The EU Mandatory Disclosure Rules
Although the United States has operated disclosure rules for decades, the rest of the world generally followed significantly later. The OECD/G20 BEPS project recommended in 2015 that countries introduce a regime for the mandatory disclosure of aggressive tax planning arrangements. The BEPS project did not, however, define any minimum standard for compliance.
In May 2016, the ECOFIN Council invited the European Commission (EC) to consider legislative initiatives on mandatory disclosure rules inspired by the BEPS project, with a view to introducing more effective disincentives for intermediaries who assist in tax evasion or avoidance schemes.38
Subsequently, the recommendations in the BEPS project were elevated to a minimum standard within the EU through the adoption of DAC6. DAC6 places an obligation on EU Member States to implement rules in their domestic laws that require qualifying intermediaries (e.g., tax advisors) and—in certain circumstances—taxpayers to disclose information about reportable cross-border arrangements to the competent authorities of one or more EU Member States. In addition, DAC6 introduces automatic exchanges of these disclosures among EU Member States.
The necessary legislation to implement DAC6 must be enacted by EU Member States by December 31, 2019 and applied as of January 1, 2020. Despite this application date, DAC6 has retroactive effect for all reportable arrangements of which the first step was implemented on or after June 25, 2018.39
The European Commission has not issued guidance or clarification to the wording of DAC6, other than in the preamble. In the absence of further guidance by the EC, guidance and clarification will be required upon implementation of DAC6 into the domestic laws of the EU Member States.

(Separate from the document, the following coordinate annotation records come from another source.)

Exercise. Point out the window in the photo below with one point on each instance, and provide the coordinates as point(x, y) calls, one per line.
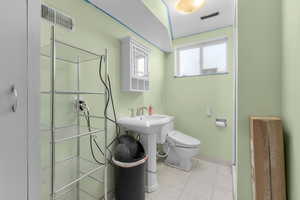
point(202, 59)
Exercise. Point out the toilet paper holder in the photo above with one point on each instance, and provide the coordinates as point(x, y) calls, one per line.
point(221, 122)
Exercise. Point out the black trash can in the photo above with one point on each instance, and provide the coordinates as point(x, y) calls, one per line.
point(129, 161)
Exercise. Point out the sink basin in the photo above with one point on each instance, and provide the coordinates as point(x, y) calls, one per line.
point(145, 124)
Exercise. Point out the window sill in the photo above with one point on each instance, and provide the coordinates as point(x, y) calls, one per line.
point(207, 74)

Reportable Cross-Border Arrangements
For an arrangement to be reportable, it needs to be considered cross border and fall within the scope of one of the hallmarks detailed below. A cross-border arrangement concerns either more than one EU Member State or an EU Member State and a non-EU country, and is inter alia present if not all of the participants are tax resident in the same jurisdiction, one of the participants is a dual tax resident, the transaction relates to a permanent establishment (PE) of a participant, or the participant carries on an activity in another jurisdiction without being a tax resident in that jurisdiction or having a PE in that jurisdiction. A cross-border element is furthermore present if the arrangement has a potential impact on the automatic exchange of information or the identification of ultimate beneficial ownership.40
Purely domestic situations and situations without any link to an EU Member State therefore do not fall within the scope of DAC6. This is not surprising—EU Member States retain substantial sovereignty over their domestic laws because direct taxes are not part of the competence of the legislative institutions of the EU. Directives relating to direct taxes must be adopted unanimously by the Member States.

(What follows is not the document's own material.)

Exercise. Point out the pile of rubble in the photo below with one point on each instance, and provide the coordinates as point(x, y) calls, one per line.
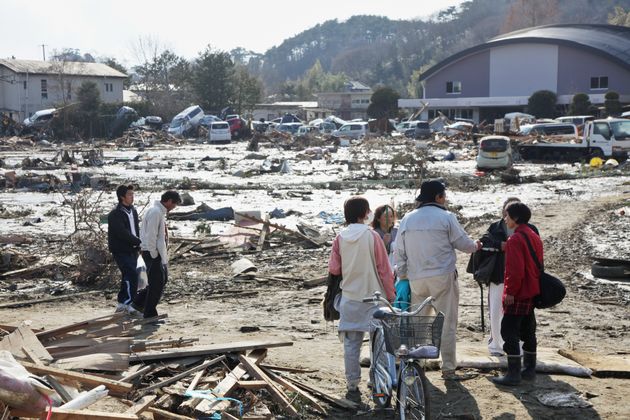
point(68, 369)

Although the main objective of DAC6 is to combat tax avoidance and the preamble refers to aggressive tax planning, the application of DAC6 appears to be broader than arrangements perceived as aggressive tax planning. Any cross-border arrangement that satisfies at least one of the hallmarks listed in Annex IV to DAC6 is reportable. These hallmarks are a broad range of characteristics and features that present an indication of a potential risk of tax avoidance.
Some hallmarks focus on traditional pressure points, such as the intragroup transfer of hard-to-value intangibles, the acquisition of loss-making enterprises, or the implementation of hybrid mismatch arrangements. In other cases, the hallmark does not relate to the substance of the transaction but to the circumstances in which it took place, such as whether there were confidentiality provisions in place, the arrangement involved a non-transparent legal or beneficial ownership chain, or the same product was marketed to multiple taxpayers.41 There is no requirement that any tax benefit associated with the hallmarks (e.g., a deduction) exist within an EU Member State. DAC6 seems to take a worldwide approach in this respect. For example, a cross-border arrangement involving an EU Member State that meets one of the hallmarks by generating a tax benefit in the United States is also disclosable under DAC6.

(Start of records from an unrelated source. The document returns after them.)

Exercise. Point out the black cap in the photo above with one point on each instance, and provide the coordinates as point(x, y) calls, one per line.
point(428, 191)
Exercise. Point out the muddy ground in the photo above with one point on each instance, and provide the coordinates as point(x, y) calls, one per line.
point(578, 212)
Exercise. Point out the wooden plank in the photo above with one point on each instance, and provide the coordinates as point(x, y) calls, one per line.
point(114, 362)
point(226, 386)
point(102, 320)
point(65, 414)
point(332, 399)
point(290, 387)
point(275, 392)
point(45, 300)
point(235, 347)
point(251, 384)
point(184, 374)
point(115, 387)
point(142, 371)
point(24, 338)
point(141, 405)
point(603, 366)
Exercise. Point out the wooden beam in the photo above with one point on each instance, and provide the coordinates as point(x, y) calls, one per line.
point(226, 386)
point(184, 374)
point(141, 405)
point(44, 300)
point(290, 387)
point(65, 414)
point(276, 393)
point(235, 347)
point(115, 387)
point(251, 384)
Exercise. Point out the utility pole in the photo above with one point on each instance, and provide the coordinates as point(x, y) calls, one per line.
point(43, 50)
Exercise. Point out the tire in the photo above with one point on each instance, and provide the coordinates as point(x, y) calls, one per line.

The hallmarks are divided into generic and specific hallmarks. The generic hallmarks and some of the specific hallmarks require reporting only if an additional “main benefit test” is satisfied. This test is met if it can be established that the main benefit or one of the main benefits which a person may reasonably expect to derive from an arrangement, having regard to all relevant facts and circumstances, is the obtaining of a tax advantage.
DAC6 may be seen as complementing and supporting the substantive rules of the Anti-Tax Avoidance Directive I & II (ATAD), adopted in June 2016 and May 2017.42 For instance, the ATAD contains a general anti-avoidance rule which obliges EU Member States to ignore, in determining the corporate tax liability of taxpayers, any non-genuine arrangements that are put in place for the main purpose (or one of the main purposes) of obtaining a tax advantage that defeats the object or purpose of the applicable tax law. The wording of the general anti-avoidance rule in the ATAD is similar to the wording of the main benefit test in DAC6.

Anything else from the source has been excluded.